When Taupō author and illustrator Donovan Bixley received an email from Queen's representatives - he thought it was spam.
"I immediately thought yeah right, sounds like a spam email to me."
To his surprise, the email was very real and said Bixley was being made an officer of the New Zealand Order of Merit for services to children's fiction and as an illustrator in this New Year's honours list.
It was not the first time the humble 49-year-old had been sceptical about an email.
In the past, he had received messages from the New Zealand Arts Foundation and even people in Hollywood which he had brushed off as "total rubbish" before realising they were for real.
Bixley said he was really excited when he found out the news but had to keep a "lid on it" until now.
However, as an author, he said he would sometimes find out his books were being published 18 months before it was announced and so had perfected the art of keeping quiet.
The honour was an acknowledgement of his life goal - to be a successful international author and illustrator from his home town of Taupō.

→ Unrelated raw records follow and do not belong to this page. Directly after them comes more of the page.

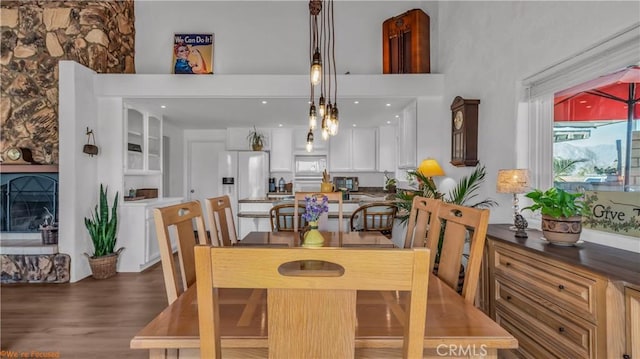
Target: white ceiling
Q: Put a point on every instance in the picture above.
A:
(220, 113)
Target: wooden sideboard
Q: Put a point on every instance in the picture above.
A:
(577, 302)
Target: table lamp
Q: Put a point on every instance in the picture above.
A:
(514, 181)
(430, 168)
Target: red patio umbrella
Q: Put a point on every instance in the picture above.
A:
(606, 98)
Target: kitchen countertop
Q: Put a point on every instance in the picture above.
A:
(152, 201)
(615, 264)
(362, 197)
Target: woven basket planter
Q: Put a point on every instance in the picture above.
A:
(104, 267)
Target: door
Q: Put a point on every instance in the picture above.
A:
(203, 170)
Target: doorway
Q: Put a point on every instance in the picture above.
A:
(203, 169)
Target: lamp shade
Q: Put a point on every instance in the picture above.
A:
(512, 181)
(430, 168)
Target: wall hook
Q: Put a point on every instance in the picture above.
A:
(90, 148)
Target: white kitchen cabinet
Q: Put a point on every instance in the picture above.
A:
(407, 137)
(137, 234)
(143, 144)
(237, 138)
(363, 149)
(281, 150)
(387, 149)
(353, 149)
(300, 140)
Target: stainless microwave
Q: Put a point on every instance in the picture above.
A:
(309, 166)
(350, 183)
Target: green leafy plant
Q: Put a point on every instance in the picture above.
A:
(463, 193)
(556, 202)
(256, 138)
(102, 227)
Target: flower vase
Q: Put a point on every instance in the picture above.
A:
(313, 237)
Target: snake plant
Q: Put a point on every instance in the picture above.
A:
(103, 229)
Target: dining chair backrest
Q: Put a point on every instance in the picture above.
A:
(332, 196)
(316, 306)
(179, 220)
(282, 215)
(455, 225)
(422, 209)
(221, 225)
(374, 216)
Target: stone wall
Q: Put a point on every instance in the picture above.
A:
(35, 35)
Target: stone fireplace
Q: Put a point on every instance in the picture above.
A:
(27, 201)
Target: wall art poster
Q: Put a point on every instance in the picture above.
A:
(192, 54)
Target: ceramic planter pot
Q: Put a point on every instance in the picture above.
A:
(564, 231)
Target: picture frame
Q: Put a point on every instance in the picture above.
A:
(192, 54)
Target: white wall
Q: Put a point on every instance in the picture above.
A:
(78, 172)
(266, 37)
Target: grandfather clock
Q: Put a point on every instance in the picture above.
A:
(464, 132)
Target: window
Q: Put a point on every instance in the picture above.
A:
(594, 133)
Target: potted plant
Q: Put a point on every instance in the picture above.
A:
(103, 230)
(561, 214)
(256, 139)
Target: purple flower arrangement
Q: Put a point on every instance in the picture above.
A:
(315, 208)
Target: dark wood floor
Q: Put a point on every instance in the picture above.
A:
(87, 319)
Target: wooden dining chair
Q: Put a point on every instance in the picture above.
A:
(221, 225)
(282, 217)
(374, 216)
(422, 210)
(332, 196)
(453, 225)
(179, 219)
(312, 313)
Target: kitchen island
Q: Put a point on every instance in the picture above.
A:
(253, 213)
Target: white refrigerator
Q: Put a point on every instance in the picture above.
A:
(243, 174)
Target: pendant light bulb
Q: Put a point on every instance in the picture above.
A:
(321, 106)
(313, 117)
(309, 145)
(316, 68)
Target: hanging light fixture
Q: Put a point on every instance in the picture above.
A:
(323, 69)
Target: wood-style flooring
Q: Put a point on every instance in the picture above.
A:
(89, 319)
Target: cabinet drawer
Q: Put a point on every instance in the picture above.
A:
(562, 335)
(556, 287)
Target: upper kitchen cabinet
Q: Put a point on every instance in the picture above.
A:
(300, 140)
(353, 149)
(237, 138)
(281, 150)
(143, 145)
(407, 138)
(387, 148)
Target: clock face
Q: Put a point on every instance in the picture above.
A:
(14, 154)
(458, 120)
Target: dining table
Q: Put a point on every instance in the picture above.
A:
(453, 328)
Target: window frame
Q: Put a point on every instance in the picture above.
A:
(535, 118)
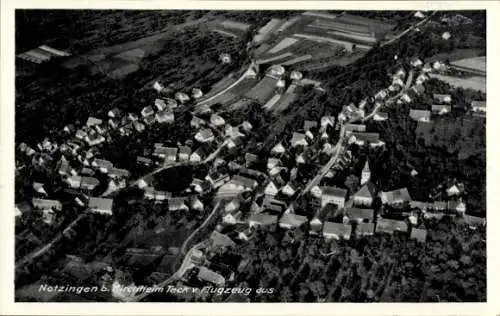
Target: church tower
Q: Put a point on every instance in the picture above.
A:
(365, 174)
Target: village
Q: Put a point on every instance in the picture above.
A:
(291, 187)
(272, 196)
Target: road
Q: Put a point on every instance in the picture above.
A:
(243, 76)
(408, 82)
(324, 170)
(44, 249)
(392, 40)
(185, 262)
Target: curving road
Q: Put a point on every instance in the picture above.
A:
(186, 261)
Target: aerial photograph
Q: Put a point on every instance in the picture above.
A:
(255, 156)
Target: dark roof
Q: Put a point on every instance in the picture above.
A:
(334, 191)
(368, 190)
(353, 213)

Bixley has written a number of popular series, as well as illustrating more than 120 children's books.
He created best-selling international series like the "Flying Furballs" junior fiction series and worked alongside some of the country's top authors like the late Margaret Mahy.
His books have been published in 31 countries and as many as 18 languages and had won numerous national and international awards.
He has also helped promote te reo Māori through his bilingual Māui picture books and others.
As long as Bixley can remember, he has been writing and drawing. He crafted comics, short picture stories and even wrote a sequel to the Lord of the Rings books at age 7.
He went to Art School in his late teens and after dabbling in jobs in advertising and design, realised his true passion was writing and illustrating books.
In his spare time, he would always write and draw his own books but at first failed to realise he could make a career out of it.
"It was right in front of me the whole time."
His ability to draw gave him a leg up in the publishing industry as he could impress people with his visuals off the bat.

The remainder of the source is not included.